Ontario’s lowest-paid education workers are united in their fight for student success and good jobs.
In an historic strike vote, 45,433 out of 55,000 frontline CUPE education workers cast ballots, and 43,821 – an overwhelming 96.5% – voted “yes” to send a strong message to the Ford government:
- Education cuts are not acceptable.
- More frontline staff are urgently needed in schools for students to succeed.
- It’s time for a significant pay increase.
“Education workers are standing up and saying in one unified voice: we demand better,” said Laura Walton, educational assistant and president of CUPE’s Ontario School Boards Council of Unions (OSBCU). “Workers need a long-overdue raise and students deserve more staff to guarantee services.”
The workers’ central bargaining committee is calling on the Ford government to come back to the bargaining table on October 6 to reach a collective agreement that meets the needs of students, parents, and workers.
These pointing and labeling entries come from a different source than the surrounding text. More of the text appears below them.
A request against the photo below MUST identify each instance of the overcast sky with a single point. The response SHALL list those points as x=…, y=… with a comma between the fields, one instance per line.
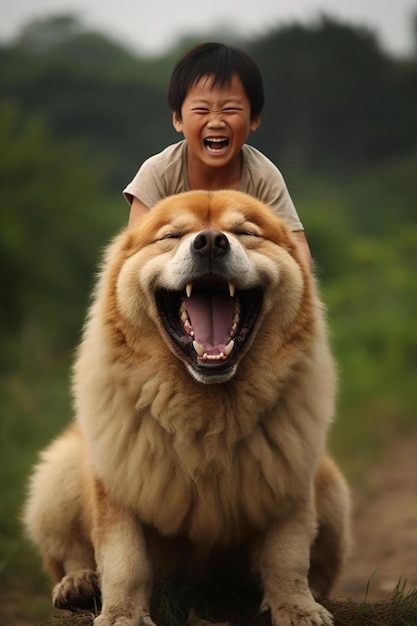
x=152, y=27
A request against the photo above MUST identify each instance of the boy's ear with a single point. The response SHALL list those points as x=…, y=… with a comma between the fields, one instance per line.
x=176, y=122
x=255, y=123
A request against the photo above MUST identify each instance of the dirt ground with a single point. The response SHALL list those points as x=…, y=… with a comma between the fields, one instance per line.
x=385, y=533
x=385, y=526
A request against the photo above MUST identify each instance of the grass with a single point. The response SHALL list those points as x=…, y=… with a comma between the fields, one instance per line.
x=400, y=610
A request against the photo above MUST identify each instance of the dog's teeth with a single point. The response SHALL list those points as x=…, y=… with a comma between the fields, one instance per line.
x=228, y=349
x=198, y=348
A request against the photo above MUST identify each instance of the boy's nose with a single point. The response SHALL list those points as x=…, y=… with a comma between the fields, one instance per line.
x=216, y=119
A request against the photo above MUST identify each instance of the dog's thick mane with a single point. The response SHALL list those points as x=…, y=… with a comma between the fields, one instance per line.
x=172, y=421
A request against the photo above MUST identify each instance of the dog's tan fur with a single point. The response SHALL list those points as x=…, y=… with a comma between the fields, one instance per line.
x=162, y=470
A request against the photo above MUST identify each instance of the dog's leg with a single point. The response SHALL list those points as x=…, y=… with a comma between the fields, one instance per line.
x=283, y=563
x=333, y=542
x=123, y=565
x=54, y=519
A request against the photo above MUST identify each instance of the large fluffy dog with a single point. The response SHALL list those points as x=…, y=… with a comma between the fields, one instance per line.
x=204, y=389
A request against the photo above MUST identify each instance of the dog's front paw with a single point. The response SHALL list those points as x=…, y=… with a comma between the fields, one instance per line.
x=300, y=614
x=79, y=590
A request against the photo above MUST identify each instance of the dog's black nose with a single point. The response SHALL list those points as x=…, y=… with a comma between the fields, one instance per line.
x=211, y=243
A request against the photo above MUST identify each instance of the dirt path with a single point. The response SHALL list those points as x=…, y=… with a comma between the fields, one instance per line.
x=385, y=526
x=385, y=529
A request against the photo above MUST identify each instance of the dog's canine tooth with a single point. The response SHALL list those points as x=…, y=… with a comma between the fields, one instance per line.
x=198, y=348
x=228, y=349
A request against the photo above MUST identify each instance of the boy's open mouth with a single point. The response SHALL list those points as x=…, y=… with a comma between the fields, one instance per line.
x=216, y=144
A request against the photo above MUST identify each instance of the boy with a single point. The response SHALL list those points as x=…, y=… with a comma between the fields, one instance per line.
x=216, y=97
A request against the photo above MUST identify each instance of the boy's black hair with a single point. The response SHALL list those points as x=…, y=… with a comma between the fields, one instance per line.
x=221, y=62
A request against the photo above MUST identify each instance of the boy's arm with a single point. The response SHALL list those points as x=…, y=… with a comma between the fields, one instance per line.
x=137, y=209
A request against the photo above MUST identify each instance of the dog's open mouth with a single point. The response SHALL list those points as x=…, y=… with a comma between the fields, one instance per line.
x=210, y=321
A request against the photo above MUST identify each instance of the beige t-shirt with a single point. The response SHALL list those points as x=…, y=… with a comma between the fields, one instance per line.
x=165, y=174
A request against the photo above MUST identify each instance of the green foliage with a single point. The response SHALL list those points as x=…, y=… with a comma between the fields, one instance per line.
x=54, y=219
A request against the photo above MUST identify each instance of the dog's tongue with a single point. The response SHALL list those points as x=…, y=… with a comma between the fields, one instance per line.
x=211, y=316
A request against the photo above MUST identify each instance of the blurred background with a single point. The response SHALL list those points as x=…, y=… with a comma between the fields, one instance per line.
x=80, y=109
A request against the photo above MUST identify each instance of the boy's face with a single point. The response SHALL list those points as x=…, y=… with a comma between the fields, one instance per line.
x=215, y=121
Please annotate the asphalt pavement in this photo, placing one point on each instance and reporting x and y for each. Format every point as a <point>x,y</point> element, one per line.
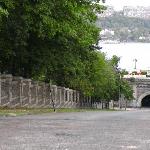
<point>114,130</point>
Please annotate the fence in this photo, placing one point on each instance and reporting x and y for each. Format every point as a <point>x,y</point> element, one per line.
<point>20,92</point>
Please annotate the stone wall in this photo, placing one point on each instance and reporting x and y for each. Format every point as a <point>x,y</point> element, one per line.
<point>20,92</point>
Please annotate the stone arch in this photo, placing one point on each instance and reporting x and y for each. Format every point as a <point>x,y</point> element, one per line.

“We have proposals on the table to settle this round of contract negotiations – proposals that are reasonable, necessary, and affordable,” said Walton. “This vote is about education workers across Ontario demonstrating our resolve to stand behind those proposals and fight for a decent pay increase after 10 years of real wage cuts, and for the staffing levels and service security that students need.”
Education workers voted “yes” to an early childhood educator in every kindergarten classroom so every four- and five-year-old would have access to the play-based learning they need to thrive; enough educational assistants that every student would get the support they need; enough library workers to ensure school libraries are open and available for every student; and enough custodians so schools can be cleaned every day.
“My coworkers and I voted ‘yes’ because we will not accept another pay cut,” Walton explained. “Everyone knows the Ford government can do so much better for students and workers. We expect the education minister to send his negotiators back to the table to accept the proposals that frontline workers have overwhelmingly supported.”
Quick Facts:
The strike vote was held from September 23 to October 2.
Ontario’s 55,000 frontline education workers are paid on average only $39,000 per year.
More than 70% are women. More than half work at least one additional job to make ends meet and 60% are laid off every summer.
Education workers are bargaining for guarantees of:
- enough educational assistants so all students would get the supports they need and so schools could stop sending kids home because there isn’t an EA available;
- an early childhood educator in every kindergarten classroom so every four- and five-year-old would get the play-based learning support that’s especially necessary now after two years of pandemic isolation;
- enough library workers to make sure school libraries are open and reading opportunities are available to kids all the time;
- enough custodians to keep schools clean and enough maintenance workers and tradespeople to begin to tackle the $16 billion repair backlog; and
- adequate staffing of secretaries in school offices and enough lunchroom supervisors to keep students safe.
The Canadian Centre for Policy Alternatives (CCPA) found that Doug Ford’s Progressive Conservative government cut education funding by $800 per student (adjusted for inflation) over its first term. With two million students in Ontario’s schools, that’s a $1.6 billion cut in funding last year alone – money that should have been used to improve supports for students, increase staffing levels to guarantee services, and raise the wages of education workers.
From 2012 to 2021, the lowest-paid education worker have already taken an 11% wage cut.
According to a Financial Accountability Office report published last week, education workers stand to lose another 11.3%, meaning the Ford government’s policies will amount to the lowest-paid education workers taking a 22% wage cut over a 13-year period.
Workers’ wage proposal is an increase of $3.25 per hour each year in a three-year collective agreement. The Ford government’s offer was just 33¢ to 53¢ an hour – the equivalent of the cost of less than one tank of gas per month.